Ah, I see, it's a fully asynchronous design. I think that's going to lead to issues down the line (as we can already see with this bug), because there's a mismatch between what the user expects (a confirmation to their request) and the behavior of the system (no guaranteed confirmation).

In my opinion, there should be two flows with Willow in general, a synchronous one (request-response) and an asynchronous one (notifications). I don't think there's a case where a user would be satisfied with Willow just ignoring them, the user will always want some sort of confirmation, even if just an "ok". This is also how all assistants work now (they show a LED or otherwise indicate that they're thinking about your request).

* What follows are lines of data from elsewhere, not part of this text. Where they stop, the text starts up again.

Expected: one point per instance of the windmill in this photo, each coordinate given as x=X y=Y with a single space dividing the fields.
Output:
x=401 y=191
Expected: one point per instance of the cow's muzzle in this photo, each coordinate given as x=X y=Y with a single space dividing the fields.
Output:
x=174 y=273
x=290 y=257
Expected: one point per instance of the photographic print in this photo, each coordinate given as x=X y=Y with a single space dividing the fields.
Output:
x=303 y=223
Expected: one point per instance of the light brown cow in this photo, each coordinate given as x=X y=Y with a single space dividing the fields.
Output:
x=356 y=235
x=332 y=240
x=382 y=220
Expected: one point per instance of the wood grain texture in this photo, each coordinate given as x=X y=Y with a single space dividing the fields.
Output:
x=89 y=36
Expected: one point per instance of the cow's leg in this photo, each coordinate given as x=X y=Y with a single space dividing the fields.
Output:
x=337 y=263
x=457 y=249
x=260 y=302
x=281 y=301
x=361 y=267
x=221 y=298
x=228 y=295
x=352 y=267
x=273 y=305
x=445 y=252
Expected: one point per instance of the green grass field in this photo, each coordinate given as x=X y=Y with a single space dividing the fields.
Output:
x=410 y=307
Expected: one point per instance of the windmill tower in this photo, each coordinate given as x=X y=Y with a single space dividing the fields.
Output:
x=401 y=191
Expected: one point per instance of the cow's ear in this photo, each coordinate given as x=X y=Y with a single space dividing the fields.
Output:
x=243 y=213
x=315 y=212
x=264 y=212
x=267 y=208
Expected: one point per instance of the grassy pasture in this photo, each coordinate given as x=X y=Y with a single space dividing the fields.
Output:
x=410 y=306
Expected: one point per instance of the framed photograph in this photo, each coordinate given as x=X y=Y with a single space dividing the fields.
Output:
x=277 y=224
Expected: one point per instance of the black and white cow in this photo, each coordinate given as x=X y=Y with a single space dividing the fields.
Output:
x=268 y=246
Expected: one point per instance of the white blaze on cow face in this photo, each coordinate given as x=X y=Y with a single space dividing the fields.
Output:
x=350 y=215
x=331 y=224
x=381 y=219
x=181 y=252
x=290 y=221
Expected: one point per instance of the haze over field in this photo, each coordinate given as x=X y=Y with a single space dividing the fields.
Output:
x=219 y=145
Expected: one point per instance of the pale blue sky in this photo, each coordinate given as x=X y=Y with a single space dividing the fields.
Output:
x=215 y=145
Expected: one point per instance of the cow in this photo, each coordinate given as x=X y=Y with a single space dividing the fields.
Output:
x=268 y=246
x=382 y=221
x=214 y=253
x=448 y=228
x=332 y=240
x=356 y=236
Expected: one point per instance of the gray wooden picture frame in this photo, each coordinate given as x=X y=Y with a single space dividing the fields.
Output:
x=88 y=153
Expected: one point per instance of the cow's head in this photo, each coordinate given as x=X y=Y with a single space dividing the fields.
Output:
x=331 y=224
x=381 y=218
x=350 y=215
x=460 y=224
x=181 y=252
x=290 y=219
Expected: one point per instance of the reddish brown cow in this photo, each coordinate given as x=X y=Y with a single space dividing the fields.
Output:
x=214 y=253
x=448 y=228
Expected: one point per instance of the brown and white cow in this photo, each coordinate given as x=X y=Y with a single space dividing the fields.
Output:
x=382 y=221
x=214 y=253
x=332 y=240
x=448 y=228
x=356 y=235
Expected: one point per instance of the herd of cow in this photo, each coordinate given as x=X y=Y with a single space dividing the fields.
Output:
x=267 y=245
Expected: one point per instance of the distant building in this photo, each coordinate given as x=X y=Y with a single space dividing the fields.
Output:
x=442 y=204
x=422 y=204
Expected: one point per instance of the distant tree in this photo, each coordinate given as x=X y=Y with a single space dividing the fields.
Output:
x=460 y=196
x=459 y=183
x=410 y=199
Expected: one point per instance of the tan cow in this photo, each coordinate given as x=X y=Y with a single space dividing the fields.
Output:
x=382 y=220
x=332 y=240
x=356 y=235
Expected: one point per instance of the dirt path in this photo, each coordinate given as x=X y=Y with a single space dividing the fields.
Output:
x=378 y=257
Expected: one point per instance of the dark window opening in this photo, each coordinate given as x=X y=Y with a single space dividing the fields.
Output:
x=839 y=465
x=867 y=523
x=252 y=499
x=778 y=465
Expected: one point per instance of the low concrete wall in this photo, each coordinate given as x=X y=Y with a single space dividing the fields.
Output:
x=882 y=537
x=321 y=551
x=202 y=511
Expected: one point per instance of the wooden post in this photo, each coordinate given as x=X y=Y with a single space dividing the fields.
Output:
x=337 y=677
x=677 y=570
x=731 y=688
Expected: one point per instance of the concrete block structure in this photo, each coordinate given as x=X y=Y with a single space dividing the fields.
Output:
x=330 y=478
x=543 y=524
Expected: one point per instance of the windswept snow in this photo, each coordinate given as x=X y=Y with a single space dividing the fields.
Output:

I know that this is hard to change now, but my proposal would be a design that is fundamentally a queue of asynchronous requests coming in, and synchronous requests that can override those. If I want to receive a notification asynchronously, I'm probably fine with it sitting in a queue for a few seconds while I'm done talking to my assistant about whatever it is I'm trying to do with them.

Telling the assistant "please add an appointment for tomorrow", having it say "your dinner is ready" and then "I've added your appointment" is surprising. Instead, I'd expect the appointment (the thing I'm actually engaging with the assistant with right now) to be handled first, and the asynchronous notifications to wait until idle time. This would require state, but will be better UX overall.

This is just a recommendation, though.

hamishcunningham commented 11 months ago

My variant says "I heard" + the first part of the speech + "etc., please wait."

Then further results can either be from whatever machine is running wis/was or via a willow notification, or from some other device entirely.

I don't think synchronous dialogue via an ESP32 is a wise direction to travel. It is already a minor miracle what willow is squeezing in there!

On Wed, 20 Dec 2023, 17:49 Stavros Korokithakis, @.***> wrote:

Ah, I see, it's a fully asynchronous design. I think that's going to produce problems down the line (as we can already see with this bug), because there's a mismatch between what the user expects (a confirmation to their request) and the behavior of the system (no guaranteed confirmation).

In my opinion, there should be two flows with Willow in general, a synchronous one (request-response) and an asynchronous one (notifications). I don't think there's a case where a user would be satisfied with Willow just ignoring them, the user will always want some sort of confirmation, even if just an "ok". This is also how all assistants work now (they show a LED or otherwise indicate that they're thinking about your request).

I know that this is hard to change now, but my proposal would be a design that is fundamentally a queue of asynchronous requests coming in, and synchronous requests that can override those. If I want to receive a notification asynchronously, I'm probably fine with it sitting in a queue for a few seconds while I'm done talking to my assistant about whatever it is I'm trying to do with them.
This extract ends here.